My kohai hadn’t seen those months and months of struggle, determination and practice that had brought me to and through my 5th kyu test. They were seeing the product of over a year of work, getting stronger and learning more with each passing class. It took me a long time to really grasp something that Demko Sensei articulated at the seminar which was “…if you want to get good at Aikido, do Aikido”. As in – the best way to improve is by coming to class and training. Without coming to the dojo and making small (sometimes VERY small) improvements over time– I would still be where I was on my first day.

Today I attended Brent’s first class as a black belt where I was one of the most senior students (behind Dan who was also there). The now Goodroe Sensei called on me to help demonstrate and had Dan and I work with Jeff and Matt to help them feel the technique. Again I had a strange déjà vu – a sense of seeing yourself and your experience while looking at someone else.

After class we reflected on how sempai and kohai learn from and mutually improve each other. Dan-san brought up the point that being the most senior student in the room makes you really think about your technique because you want to set a good example for your kohai. He was absolutely right! Brent and I reminisced after class on the days I was the unsure mukyu. Wasn’t it just yesterday begging for extra help with forward rolls? And now look at me a year later trying to set a good example for my kohai with my technique.

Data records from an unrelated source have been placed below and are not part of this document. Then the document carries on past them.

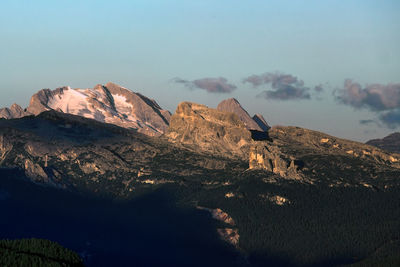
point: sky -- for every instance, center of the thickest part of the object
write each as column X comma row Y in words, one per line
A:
column 331, row 66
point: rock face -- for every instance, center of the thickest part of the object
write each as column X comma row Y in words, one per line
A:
column 270, row 158
column 300, row 139
column 108, row 103
column 209, row 130
column 232, row 105
column 14, row 112
column 74, row 152
column 262, row 123
column 389, row 143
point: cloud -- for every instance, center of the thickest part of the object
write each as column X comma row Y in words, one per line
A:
column 319, row 88
column 391, row 118
column 365, row 122
column 376, row 97
column 211, row 85
column 284, row 86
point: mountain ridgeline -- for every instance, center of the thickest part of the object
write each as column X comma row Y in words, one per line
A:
column 262, row 186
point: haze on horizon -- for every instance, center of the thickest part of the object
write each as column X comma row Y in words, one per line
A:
column 325, row 65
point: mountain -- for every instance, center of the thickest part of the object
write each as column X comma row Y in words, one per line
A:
column 389, row 143
column 262, row 123
column 340, row 198
column 232, row 105
column 14, row 112
column 108, row 103
column 210, row 130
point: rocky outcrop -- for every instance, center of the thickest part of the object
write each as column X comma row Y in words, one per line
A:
column 108, row 103
column 306, row 141
column 14, row 112
column 390, row 143
column 229, row 234
column 5, row 147
column 270, row 158
column 232, row 105
column 262, row 123
column 210, row 130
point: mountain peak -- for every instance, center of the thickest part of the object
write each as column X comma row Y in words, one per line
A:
column 109, row 103
column 233, row 105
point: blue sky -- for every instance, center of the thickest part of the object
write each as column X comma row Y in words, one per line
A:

It may be cliché to say but the truth is this: all things take time. Some of the advice I gave Franz that night after my 5th kyu test was to just come to practice as much as possible, especially in those first few months. And to not expect it to happen all at once. We’ve all been where they are. We’ve all experienced that struggle. I think as a new student it can be very intimidating surrounded by your sempai and knowing your technique just isn’t there yet.

To my kohai remember this: when your sempai look at you and work with you, no one is judging you. No one is going to make fun of you for doing a technique wrong. When we look at you it’s through a lens of reflection. You are a reminder of our own aikido journey – the place in our we were but aren’t now. We’ve all been humbled by the learning process. We are rooting for you to succeed. None of us knew it all at once. If you stick with it, you can do it. If you practice, you will improve. Not in a day. Not in a week. But in many days, and in many weeks. And a year later, maybe your own kohai may be asking you for advice after your 5th kyu test.

P.S. Don’t be in a rush, enjoy the start- you won’t ever get it back. You’ll wonder where all the time went.